Pool Playing Robot Destined For Trouble In River City

You’d think pool should be an easy game for a robot to play, right? It’s all math — geometry to figure out the angles and basic physics to deal with how much force is needed to move the balls. On top of that, it’s constrained to just two dimensions, so it should be a breeze.

Any pool player will tell you there’s much, much more to the game in real life, but still, a robot to play pool against would be a neat trick. As a move toward that goal, [BVarv] wisely decided on a miniature mockup of a pool-playing robot, and in the process reinvented the pool table itself. Realizing that a tracked or wheeled robot would have a tough time maneuvering around the base of a traditional pool table, his model pool table is a legless design that looks like something from IKEA. But the pedestal support allows the robot to be attached to the table and swing around in a full circle, and this allowed him to work through the kinematics as shown in the charming stop-action video below.

[BVarv] has gotten as far as motion control on the swing axis, as well as on the arms that will eventually hold the cue. He plans overhead image analysis for identifying shots, and of course there’s the whole making it full-size thing to do. We’d love to play a game or two against a bot, so we hope he gets there. In the meantime, how about a little robo-air hockey?

15 thoughts on “Pool Playing Robot Destined For Trouble In River City

  1. As someone who used to play professional competition pool, I would have to say that this design is heading for a number of iterations.

    I love it all the same even for it’s novelty factor as well.

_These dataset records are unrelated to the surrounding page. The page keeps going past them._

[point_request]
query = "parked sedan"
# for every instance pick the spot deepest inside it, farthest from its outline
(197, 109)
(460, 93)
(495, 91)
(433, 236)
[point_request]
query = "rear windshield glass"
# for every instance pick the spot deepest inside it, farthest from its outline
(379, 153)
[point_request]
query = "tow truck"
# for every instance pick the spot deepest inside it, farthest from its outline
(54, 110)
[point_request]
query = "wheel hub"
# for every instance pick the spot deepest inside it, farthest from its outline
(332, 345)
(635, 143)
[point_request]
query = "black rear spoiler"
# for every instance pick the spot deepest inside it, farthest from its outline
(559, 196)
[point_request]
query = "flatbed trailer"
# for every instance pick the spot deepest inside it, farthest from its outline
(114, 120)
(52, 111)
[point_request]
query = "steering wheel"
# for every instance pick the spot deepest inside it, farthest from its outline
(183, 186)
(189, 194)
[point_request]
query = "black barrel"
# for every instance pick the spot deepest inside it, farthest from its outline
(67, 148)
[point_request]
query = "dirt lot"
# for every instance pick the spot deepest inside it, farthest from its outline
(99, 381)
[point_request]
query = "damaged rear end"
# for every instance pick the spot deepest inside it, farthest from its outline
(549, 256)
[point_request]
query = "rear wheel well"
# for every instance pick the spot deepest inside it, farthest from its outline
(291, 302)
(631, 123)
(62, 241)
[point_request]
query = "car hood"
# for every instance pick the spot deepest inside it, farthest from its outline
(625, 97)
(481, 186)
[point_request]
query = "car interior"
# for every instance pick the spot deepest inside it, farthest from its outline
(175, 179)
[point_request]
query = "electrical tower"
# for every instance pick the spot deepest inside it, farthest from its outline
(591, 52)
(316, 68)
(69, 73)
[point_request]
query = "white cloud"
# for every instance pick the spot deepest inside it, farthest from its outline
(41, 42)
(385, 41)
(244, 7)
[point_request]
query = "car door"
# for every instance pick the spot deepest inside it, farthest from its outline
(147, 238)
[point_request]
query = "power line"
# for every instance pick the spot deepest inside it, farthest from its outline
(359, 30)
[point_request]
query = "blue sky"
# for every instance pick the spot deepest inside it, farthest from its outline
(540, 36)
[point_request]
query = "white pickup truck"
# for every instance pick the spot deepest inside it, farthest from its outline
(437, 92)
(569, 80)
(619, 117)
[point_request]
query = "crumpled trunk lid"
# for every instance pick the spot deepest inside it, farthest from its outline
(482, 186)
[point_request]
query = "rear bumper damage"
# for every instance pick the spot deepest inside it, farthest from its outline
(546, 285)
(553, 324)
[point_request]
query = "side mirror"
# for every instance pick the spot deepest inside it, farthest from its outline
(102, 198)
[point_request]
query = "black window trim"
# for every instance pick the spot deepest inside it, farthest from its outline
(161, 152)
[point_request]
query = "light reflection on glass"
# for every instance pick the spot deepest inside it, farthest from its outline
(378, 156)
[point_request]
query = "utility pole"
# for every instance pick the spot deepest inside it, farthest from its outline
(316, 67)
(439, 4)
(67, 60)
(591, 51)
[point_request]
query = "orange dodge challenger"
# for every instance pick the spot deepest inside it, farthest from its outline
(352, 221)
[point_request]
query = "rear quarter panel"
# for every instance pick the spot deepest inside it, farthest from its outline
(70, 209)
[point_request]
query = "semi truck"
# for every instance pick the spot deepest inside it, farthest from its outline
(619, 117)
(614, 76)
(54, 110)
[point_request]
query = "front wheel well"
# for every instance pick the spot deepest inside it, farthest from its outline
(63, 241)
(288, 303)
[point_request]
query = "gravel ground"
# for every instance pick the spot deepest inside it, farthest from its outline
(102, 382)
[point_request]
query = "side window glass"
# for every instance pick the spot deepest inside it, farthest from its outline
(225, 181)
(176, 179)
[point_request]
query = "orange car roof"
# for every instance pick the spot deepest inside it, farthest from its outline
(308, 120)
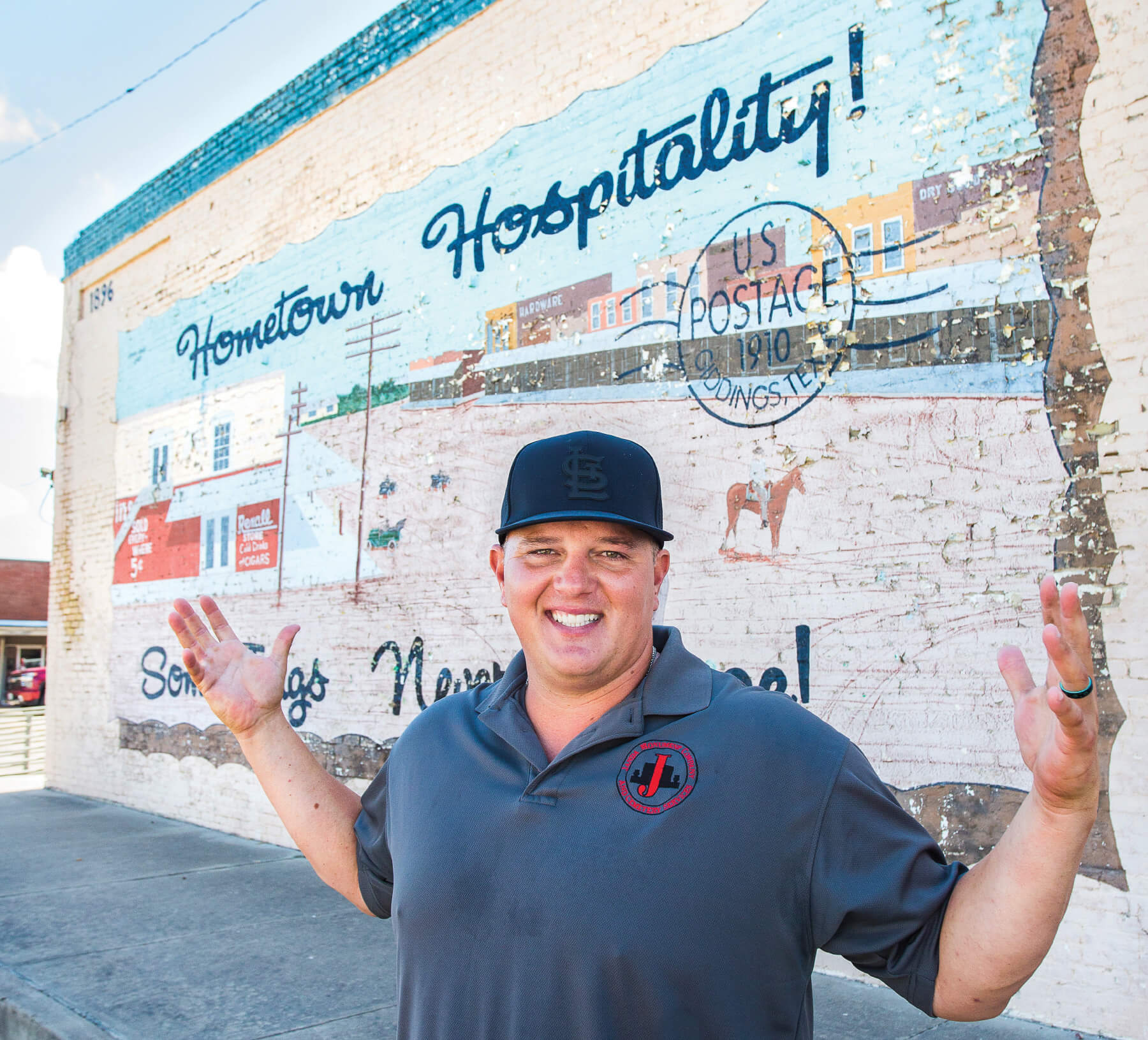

    It would be a good project for CV and neural net learning.

      1. Yeah but, as he said, making pool balls go to places relies on 3D action. And making the balls go in the pockets is the game. It might be 2D in theory, but 3D in practice. Working out the angles is 2D. Then again you could say where to hit the ball is 2D too, since it’s a matter of whereabouts on the circle presented by it, that you hit that matters.

        So if it were me I might program it that way, one module to analyse the table, another to figure out where to hit the ball to get it to behave. But then that relies on calculating things like spin, where the ball won’t just go in a straight line. So that makes the angular calcs more complicated too.

        So the moral of the story is “it’s quite complicated”!

        1. Indeed it’s very complicated when you include spin and arc paths but you don’t have to do that to begin with. The cue ball has a neutral strike point that creates no initial spin.

          There are good pool software emulators out there so it can be done.

  2. It’d be cool if he actually gets it to work, but I doubt he ever will. Pool is much more of an art than a science, since pool balls don’t act like light rays bouncing off of front surfaced mirrors. There’s always friction involved, and it’s enough to throw off even the easiest of shots. Good players a are great at dealing with those, but not so great at explaining how they do it, usually involving words like “just a little bit of” or “a little more of … than you’d think”.

    1. Pool is an art on a public table with public cues. In competition a lot of the difficult variables are removed – consistent nap flow, level table, balanced cue with a symmetrical / spherical tip. I think a micro could do well at determining the ratios and limits.

      As for how to win, it’s actually all about where you leave the white ball positioned after the shot.